# algae I guess



## BABOafrica (Sep 11, 2012)

I only do a saltwater aquarium for 3 weeks a year.

I'm four days into my first week.

I read with interest the description in another thread about algae.

I always get a bunch all over the aquarium and just get in the aquarium once every three or four days and wipe down the walls and the glass.

Do starfish eat algae?

I run the aquarium on the coast (about 100 meters from the beach). I catch my own fish. I can get all the starfish and snails I want (for FREE!).

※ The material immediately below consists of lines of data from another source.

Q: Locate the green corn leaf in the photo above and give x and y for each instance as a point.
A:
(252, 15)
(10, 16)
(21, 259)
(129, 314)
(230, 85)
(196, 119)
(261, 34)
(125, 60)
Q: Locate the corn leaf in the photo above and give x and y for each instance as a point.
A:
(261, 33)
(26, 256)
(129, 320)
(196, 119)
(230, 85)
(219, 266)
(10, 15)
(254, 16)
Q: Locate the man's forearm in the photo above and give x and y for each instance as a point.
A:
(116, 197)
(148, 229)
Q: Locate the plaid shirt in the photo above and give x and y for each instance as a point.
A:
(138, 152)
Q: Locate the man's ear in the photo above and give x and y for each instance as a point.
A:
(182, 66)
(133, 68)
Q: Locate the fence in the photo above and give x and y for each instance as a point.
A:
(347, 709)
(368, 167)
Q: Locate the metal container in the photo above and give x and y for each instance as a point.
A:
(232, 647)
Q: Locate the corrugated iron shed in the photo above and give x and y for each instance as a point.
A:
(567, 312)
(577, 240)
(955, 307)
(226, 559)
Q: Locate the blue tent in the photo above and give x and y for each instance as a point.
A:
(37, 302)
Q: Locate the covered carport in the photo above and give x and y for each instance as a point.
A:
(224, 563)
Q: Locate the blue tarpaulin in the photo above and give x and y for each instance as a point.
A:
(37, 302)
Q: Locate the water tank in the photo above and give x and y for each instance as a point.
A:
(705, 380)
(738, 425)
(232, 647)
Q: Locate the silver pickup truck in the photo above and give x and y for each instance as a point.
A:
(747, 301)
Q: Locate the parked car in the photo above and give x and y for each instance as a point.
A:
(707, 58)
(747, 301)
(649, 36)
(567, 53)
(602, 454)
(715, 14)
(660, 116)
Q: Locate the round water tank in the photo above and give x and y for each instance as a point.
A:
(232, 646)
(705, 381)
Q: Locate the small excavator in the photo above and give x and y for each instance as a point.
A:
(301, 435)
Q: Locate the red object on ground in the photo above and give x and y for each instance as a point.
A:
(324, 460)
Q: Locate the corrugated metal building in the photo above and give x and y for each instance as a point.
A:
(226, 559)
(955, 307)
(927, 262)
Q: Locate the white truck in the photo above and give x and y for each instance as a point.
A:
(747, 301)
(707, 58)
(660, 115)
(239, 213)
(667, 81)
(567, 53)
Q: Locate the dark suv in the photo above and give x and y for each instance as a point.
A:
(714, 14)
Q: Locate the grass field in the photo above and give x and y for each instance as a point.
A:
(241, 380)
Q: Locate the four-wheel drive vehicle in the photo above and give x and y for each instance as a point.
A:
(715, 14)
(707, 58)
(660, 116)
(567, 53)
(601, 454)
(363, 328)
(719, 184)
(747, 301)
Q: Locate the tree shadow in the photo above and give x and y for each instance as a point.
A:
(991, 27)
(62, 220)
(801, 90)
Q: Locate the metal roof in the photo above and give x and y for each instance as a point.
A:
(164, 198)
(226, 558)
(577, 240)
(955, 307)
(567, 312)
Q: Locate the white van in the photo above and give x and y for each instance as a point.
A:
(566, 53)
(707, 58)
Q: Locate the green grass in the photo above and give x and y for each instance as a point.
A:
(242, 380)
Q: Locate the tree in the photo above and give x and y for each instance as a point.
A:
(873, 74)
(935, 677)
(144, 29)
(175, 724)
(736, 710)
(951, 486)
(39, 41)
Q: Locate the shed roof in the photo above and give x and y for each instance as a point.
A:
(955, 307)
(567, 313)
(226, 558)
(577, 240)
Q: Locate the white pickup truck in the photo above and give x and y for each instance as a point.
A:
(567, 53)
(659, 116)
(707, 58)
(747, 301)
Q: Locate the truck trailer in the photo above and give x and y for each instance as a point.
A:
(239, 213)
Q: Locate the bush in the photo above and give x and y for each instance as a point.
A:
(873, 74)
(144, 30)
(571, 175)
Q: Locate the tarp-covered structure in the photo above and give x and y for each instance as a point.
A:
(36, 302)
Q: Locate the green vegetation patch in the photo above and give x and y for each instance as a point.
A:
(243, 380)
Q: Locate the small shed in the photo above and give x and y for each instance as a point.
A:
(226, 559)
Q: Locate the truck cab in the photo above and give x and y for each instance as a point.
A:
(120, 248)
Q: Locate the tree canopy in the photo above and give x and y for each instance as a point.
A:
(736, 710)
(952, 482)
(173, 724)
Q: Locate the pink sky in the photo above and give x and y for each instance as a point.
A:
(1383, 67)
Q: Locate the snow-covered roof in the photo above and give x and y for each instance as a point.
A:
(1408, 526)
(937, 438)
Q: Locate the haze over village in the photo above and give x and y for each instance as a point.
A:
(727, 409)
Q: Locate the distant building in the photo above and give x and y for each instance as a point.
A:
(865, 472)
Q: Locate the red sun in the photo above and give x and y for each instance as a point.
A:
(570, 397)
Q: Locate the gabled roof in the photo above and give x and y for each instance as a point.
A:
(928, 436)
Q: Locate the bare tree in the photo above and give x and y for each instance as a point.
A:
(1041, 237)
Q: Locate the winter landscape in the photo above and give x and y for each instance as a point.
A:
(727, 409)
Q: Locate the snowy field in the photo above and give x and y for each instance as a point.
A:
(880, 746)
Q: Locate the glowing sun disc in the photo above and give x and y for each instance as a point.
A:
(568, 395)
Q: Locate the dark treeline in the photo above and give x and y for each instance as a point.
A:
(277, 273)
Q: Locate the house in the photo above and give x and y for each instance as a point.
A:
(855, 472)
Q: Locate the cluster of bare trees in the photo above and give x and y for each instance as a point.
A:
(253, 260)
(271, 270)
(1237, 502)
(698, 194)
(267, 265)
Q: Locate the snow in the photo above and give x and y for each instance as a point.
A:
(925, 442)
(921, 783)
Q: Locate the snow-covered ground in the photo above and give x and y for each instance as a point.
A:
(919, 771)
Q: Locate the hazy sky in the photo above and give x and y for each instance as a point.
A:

Starfish --and five different species of urchins -- just happen to be easier to get than the snails.

Joe


----------



## Reefing Madness (Aug 12, 2011)

Snails and Urchins, not Starfish.


----------



## BABOafrica (Sep 11, 2012)

Reefing Madness said:


> Snails and Urchins, not Starfish.


Well, now that we're on the subject, let me ask if starfish have any negative impact on the fish in an aquarium?

Joe


----------



## Reefing Madness (Aug 12, 2011)

Nope, no negatives. They are great to have. Ya gotta feed em couple times a week though.


----------



## freshwater77 (May 24, 2011)

Ehhhh some starfish can eat small or slow tank creatures and I've heard some will eat beneficial reef components. Here's an article I found if you like to peruse it...

Reef Safe Starfish For The Reef Aquarium


----------



## Reefing Madness (Aug 12, 2011)

Misleading article, as no one should get a sand sifting starfish, they starve out in our systems.
Basically they are all scavengers, just like snails and hermits, so they have little to no impact in our systems, other than eating critters that most don't want in their tanks anyway.
So as stated, they should be fed to keep them alive, as we normally don't have enough food for them in our systems to keep them alive. Most don't anyways. I have to feed mine from time to time.


----------